So they had $130MM, give or take, to do other things, which is simply incredible for a stock that is valued at less than $800MM. It looks like a big chunk of cash went to pay off payables($230MM) and receivables rose a bit as well($50MM), which accounts for much of the cash. Thus the balance sheet was improved and the book value rose by nearly 8% even after paying their 6% dividend this year.
Combining all cash flow you are receiving with the fact that you are buying the stock for 70% of its book value, makes this stock a strong buy in my opinion. Why it doesn't get more attention is beyond me.
If they keep raising the dividend the stock price will take care of itself. At these prices I wish they were simply paying all cash rather than issuing shares as part of the dividend.

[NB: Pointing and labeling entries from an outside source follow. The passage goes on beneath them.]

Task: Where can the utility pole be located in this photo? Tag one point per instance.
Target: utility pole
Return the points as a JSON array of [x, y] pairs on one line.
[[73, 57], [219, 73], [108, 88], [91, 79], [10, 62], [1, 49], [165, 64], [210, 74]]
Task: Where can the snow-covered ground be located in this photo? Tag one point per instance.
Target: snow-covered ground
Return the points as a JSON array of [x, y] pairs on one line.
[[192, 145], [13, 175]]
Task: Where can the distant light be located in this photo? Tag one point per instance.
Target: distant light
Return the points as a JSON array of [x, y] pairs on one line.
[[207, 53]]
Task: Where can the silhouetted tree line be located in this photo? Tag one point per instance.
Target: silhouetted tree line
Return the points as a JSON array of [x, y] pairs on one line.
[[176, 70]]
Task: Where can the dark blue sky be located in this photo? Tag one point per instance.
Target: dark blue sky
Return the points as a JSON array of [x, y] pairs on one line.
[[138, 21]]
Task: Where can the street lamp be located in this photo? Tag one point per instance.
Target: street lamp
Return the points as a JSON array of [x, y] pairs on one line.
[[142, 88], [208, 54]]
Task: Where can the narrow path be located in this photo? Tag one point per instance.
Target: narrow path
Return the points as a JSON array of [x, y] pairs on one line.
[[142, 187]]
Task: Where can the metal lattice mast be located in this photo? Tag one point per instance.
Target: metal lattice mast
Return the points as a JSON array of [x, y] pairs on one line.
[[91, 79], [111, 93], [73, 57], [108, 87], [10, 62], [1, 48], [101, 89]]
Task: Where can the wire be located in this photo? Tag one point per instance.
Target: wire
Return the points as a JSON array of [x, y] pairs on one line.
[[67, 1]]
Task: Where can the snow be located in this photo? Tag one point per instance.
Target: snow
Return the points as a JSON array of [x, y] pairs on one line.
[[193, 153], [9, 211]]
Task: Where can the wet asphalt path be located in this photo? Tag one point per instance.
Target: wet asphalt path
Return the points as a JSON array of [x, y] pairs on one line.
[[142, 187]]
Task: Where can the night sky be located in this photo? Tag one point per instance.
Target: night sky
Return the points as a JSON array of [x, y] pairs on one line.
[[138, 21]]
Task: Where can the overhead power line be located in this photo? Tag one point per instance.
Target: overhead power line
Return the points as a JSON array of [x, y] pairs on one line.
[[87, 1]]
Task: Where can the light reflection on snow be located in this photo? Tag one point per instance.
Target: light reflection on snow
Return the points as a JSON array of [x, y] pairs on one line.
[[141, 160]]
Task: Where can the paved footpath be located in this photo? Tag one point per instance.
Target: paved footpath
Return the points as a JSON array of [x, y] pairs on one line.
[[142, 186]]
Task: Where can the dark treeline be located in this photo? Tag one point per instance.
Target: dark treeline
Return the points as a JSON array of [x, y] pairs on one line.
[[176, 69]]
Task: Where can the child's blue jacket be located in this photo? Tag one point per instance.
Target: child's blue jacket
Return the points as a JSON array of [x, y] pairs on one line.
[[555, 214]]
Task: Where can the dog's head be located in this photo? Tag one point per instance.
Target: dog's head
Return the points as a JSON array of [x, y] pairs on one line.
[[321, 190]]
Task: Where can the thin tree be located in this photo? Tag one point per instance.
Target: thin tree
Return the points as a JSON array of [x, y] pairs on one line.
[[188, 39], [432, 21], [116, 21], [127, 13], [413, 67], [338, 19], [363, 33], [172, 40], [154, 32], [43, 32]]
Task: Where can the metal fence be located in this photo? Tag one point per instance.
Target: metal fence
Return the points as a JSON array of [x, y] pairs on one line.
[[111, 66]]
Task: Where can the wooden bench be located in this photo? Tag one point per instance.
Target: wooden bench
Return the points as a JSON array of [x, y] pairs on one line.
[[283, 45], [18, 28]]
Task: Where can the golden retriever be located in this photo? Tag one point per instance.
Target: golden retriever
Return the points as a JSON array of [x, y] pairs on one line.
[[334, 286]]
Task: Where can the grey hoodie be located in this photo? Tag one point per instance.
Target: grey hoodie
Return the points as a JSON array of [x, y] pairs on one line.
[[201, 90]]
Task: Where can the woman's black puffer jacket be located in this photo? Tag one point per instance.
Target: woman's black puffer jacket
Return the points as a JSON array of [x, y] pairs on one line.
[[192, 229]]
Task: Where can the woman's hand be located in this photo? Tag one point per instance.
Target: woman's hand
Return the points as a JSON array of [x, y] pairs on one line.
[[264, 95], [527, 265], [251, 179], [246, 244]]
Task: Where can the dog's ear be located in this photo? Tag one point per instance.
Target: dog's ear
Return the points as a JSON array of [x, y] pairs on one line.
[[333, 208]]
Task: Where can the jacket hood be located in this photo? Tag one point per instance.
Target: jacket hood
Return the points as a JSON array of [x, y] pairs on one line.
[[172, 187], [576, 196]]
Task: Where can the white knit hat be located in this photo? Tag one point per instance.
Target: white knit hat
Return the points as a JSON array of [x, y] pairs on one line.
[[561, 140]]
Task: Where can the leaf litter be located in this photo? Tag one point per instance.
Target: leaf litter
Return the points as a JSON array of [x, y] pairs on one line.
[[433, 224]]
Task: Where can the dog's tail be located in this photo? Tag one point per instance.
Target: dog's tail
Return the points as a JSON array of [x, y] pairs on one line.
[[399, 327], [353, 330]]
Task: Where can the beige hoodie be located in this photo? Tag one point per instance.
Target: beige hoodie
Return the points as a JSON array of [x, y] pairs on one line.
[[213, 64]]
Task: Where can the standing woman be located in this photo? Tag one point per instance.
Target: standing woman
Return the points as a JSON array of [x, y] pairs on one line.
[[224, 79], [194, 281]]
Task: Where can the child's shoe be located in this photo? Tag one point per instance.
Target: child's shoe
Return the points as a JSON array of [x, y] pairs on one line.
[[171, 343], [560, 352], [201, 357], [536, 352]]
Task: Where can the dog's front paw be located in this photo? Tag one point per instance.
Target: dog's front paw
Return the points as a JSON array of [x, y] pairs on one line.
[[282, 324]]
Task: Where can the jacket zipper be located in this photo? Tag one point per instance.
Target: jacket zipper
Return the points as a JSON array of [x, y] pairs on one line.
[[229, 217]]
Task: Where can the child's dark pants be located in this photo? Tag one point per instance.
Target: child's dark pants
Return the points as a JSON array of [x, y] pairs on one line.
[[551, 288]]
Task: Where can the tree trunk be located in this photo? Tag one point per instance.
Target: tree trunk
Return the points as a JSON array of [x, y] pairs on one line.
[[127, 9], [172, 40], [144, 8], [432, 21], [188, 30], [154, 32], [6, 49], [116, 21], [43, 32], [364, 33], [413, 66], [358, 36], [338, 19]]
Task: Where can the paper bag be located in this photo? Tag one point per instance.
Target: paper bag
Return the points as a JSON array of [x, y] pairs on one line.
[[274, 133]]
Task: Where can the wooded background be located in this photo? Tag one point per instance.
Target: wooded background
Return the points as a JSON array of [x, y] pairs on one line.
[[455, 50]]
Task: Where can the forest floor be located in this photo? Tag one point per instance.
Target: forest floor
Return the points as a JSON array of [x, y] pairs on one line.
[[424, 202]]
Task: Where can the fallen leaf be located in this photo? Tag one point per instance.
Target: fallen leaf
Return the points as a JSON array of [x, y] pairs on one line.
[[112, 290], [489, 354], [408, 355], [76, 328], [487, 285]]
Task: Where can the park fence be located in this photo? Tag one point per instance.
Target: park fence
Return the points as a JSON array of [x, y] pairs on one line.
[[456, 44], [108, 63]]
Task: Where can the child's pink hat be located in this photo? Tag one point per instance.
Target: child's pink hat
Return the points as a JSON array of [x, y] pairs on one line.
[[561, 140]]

Too cheap to be issuing shares now, but I am one who is getting shares, so I suppose my % of the company is not dropping(its still going higher), I just wish it would grow by more.
The fact is the company is so greatly undervalued compared to the rest of the market on several metrics.
Look at this:
Cash+Receivables = $1.74 billion
Debt+Payables = $1.06 billion
Net "cash" = $680 million
If you throw in their current inventory you can add another $310 million, though inventory surely isn't the same as cash.
So for only $742 million and you are getting a company that has almost $1 billion in current net assets, that generates ~$150 million in free cash flow a year.